If payment_id cannot be empty, try passing a boolean false or 0 via a JSON request (if the handler accepts application/json) to exploit broader PHP type juggling:

  • Payload: {"action": "rtb_stripe_pmt_succeed", "booking_id": [ID], "payment_id": 0, "nonce": "[NONCE]"}
  • Note: WordPress typically populates $_POST from the body, so payment_id=0 as a string might behave differently than a literal integer. However, the empty string payment_id= is the most reliable for "" == null.
Research Findings
Static analysis — not yet PoC-verified

Summary

The Five Star Restaurant Reservations plugin for WordPress is vulnerable to a payment bypass because it uses a PHP loose comparison (==) to verify payment intent IDs.
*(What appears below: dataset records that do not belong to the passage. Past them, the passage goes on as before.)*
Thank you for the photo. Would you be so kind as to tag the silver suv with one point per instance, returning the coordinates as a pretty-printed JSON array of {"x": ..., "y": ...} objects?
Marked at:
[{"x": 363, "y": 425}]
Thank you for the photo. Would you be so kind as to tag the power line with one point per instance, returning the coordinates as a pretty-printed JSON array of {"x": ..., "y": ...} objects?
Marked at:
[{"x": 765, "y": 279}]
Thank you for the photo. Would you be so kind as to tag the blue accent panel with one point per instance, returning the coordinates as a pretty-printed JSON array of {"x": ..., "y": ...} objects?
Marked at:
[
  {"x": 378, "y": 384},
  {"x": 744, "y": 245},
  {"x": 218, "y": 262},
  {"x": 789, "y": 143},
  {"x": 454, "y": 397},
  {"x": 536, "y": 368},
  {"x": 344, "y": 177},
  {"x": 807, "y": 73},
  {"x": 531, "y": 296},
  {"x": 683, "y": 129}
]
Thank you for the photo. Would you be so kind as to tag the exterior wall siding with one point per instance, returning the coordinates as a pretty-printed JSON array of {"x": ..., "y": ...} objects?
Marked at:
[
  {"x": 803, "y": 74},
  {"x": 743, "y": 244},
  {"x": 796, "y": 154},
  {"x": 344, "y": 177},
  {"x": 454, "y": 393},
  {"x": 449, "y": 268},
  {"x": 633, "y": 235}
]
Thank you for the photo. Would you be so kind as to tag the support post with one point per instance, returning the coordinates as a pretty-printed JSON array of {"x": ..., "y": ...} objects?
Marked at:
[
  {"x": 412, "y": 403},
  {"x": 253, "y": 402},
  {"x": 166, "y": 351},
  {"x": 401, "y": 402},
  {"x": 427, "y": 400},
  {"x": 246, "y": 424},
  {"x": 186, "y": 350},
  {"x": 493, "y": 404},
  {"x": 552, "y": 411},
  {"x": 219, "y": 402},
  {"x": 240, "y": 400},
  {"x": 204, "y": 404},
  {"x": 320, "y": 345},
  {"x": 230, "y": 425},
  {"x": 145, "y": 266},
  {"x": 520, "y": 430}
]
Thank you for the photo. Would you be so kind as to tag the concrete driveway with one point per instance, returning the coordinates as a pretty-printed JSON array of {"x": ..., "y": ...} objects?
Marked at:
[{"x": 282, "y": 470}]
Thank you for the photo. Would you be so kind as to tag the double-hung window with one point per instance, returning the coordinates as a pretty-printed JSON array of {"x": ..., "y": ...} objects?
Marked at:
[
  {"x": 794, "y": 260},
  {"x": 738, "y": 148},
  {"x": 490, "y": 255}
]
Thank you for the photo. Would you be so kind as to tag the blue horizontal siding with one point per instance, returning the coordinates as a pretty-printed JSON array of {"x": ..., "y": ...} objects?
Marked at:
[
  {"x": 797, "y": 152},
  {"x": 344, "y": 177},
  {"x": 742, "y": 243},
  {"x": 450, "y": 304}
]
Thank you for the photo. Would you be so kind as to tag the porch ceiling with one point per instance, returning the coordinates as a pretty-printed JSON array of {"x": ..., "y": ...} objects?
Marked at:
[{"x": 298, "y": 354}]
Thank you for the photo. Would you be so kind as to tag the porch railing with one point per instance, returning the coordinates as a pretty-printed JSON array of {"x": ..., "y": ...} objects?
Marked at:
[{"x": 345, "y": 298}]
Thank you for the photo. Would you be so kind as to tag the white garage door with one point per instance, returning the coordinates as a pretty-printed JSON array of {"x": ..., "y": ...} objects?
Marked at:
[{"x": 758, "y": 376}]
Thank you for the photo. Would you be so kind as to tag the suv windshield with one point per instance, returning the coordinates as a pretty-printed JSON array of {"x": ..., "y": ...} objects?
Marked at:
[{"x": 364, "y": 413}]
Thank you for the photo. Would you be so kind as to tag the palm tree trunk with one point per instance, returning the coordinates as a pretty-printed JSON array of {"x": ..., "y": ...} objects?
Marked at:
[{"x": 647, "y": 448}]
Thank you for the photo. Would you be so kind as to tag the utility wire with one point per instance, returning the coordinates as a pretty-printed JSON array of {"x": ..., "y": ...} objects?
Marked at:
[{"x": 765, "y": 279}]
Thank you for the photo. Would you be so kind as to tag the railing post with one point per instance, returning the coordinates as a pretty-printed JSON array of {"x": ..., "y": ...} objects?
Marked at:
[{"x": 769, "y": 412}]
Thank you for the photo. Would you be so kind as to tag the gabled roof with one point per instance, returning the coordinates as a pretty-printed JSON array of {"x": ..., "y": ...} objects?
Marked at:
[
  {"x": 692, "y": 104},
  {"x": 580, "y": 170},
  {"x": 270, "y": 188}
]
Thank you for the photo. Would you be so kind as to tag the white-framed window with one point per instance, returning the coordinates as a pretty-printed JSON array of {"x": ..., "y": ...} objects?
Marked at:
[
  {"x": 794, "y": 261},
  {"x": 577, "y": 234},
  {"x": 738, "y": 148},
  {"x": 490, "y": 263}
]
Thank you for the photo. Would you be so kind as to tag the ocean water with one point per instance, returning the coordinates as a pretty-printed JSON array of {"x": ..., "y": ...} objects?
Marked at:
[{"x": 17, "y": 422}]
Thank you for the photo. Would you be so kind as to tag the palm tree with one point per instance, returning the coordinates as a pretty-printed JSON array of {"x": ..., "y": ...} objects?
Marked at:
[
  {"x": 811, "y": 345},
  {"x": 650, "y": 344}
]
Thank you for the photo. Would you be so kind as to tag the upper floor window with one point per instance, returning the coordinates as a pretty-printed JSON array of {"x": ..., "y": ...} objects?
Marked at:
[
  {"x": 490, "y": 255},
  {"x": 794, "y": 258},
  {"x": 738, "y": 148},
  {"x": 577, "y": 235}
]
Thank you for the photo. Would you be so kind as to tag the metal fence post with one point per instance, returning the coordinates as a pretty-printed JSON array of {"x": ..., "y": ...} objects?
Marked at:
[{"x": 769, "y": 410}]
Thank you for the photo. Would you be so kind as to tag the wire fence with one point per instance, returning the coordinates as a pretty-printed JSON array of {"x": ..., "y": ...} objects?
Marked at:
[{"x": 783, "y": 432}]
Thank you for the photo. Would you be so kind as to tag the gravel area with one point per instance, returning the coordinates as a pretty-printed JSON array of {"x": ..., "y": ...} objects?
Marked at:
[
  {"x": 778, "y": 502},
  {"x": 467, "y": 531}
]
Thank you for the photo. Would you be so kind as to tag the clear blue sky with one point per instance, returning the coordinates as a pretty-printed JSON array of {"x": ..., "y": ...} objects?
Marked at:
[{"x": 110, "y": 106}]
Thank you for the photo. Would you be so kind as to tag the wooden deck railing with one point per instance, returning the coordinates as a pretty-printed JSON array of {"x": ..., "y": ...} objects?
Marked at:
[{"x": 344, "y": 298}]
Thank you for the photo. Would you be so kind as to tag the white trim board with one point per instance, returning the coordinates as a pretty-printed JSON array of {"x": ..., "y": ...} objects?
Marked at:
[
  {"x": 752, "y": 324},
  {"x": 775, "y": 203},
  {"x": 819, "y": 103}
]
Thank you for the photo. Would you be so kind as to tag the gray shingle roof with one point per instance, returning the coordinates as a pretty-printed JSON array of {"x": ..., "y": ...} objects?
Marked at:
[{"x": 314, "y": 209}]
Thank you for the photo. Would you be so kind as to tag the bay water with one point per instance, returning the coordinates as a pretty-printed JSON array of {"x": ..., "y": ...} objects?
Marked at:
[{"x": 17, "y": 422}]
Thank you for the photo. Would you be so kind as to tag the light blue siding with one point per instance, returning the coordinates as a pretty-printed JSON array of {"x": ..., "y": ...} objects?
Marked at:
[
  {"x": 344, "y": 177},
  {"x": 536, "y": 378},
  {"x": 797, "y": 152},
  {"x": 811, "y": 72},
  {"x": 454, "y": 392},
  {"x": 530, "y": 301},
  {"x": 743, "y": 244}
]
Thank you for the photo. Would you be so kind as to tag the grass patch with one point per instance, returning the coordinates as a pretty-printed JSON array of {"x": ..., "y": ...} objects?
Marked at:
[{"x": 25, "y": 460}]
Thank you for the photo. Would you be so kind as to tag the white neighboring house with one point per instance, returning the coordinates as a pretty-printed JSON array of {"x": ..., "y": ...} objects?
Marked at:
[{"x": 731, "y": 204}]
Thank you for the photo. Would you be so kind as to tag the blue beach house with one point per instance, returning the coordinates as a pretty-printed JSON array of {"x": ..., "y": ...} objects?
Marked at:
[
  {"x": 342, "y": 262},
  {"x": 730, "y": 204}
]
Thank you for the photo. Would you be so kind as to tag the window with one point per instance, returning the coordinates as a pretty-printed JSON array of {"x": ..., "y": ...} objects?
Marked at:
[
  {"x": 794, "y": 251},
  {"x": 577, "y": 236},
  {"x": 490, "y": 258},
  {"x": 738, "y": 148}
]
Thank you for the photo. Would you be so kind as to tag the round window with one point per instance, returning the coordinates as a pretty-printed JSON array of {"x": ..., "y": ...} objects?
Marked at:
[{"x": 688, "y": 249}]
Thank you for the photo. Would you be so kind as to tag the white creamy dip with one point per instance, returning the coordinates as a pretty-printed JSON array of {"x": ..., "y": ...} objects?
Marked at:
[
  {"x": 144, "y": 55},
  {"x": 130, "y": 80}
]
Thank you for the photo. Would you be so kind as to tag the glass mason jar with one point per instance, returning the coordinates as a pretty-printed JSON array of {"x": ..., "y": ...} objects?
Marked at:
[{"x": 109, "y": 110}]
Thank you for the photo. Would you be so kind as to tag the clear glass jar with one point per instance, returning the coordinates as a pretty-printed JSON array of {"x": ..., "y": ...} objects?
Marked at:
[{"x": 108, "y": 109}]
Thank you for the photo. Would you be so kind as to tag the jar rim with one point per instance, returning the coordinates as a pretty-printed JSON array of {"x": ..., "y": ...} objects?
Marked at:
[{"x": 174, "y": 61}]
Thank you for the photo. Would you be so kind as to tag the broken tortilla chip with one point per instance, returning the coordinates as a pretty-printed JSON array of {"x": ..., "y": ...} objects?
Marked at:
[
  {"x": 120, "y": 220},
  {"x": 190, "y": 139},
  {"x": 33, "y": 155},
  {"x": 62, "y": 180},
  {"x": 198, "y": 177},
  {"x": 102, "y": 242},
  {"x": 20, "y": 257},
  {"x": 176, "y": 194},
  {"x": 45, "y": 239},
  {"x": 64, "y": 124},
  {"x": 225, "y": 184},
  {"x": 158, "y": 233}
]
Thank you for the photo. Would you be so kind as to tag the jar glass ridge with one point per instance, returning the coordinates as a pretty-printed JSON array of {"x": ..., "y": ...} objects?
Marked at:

An unauthenticated attacker can exploit this by submitting an empty payment_id for a booking that hasn't yet had a Stripe intent ID stored, causing the check to evaluate as true and mark the booking as paid.

Vulnerable Code

// includes/PaymentGatewayStripe.class.php line 456
  public function valid_payment( $booking ) {

    return sanitize_text_field( $_POST['payment_id'] ) == $booking->stripe_payment_intent_id;
  }

Security Fix

diff -ru /home/deploy/wp-safety.org/data/plugin-versions/restaurant-reservations/2.7.16/includes/PaymentGatewayStripe.class.php /home/deploy/wp-safety.org/data/plugin-versions/restaurant-reservations/2.7.17/includes/PaymentGatewayStripe.class.php
--- /home/deploy/wp-safety.org/data/plugin-versions/restaurant-reservations/2.7.16/includes/PaymentGatewayStripe.class.php	2026-04-15 19:23:38.000000000 +0000
+++ /home/deploy/wp-safety.org/data/plugin-versions/restaurant-reservations/2.7.17/includes/PaymentGatewayStripe.class.php	2026-04-29 19:23:10.000000000 +0000
@@ -455,7 +455,7 @@
    */
   public function valid_payment( $booking ) {
 
-    return sanitize_text_field( $_POST['payment_id'] ) == $booking->stripe_payment_intent_id;
+    return ! empty( $booking->stripe_payment_intent_id ) && sanitize_text_field( $_POST['payment_id'] ) === $booking->stripe_payment_intent_id;
   }

Exploit Outline

1. Identify a WordPress site using Five Star Restaurant Reservations with Stripe payments enabled. 2. Submit a reservation via the booking form to create a new booking with the status 'payment_pending'. 3. Capture the 'booking_id' and the 'rtb-stripe-payment' nonce (found in the localized JavaScript object 'rtb_stripe_payment' on the payment step page). 4. Send a POST request to /wp-admin/admin-ajax.php with the action 'rtb_stripe_pmt_succeed'. 5. Include the valid booking_id and nonce, but leave the 'payment_id' parameter empty. 6. Because the booking was just created and does not yet have a 'stripe_payment_intent_id' assigned in the database (it is null), the loose comparison '"" == null' returns true, bypassing the payment check and confirming the booking.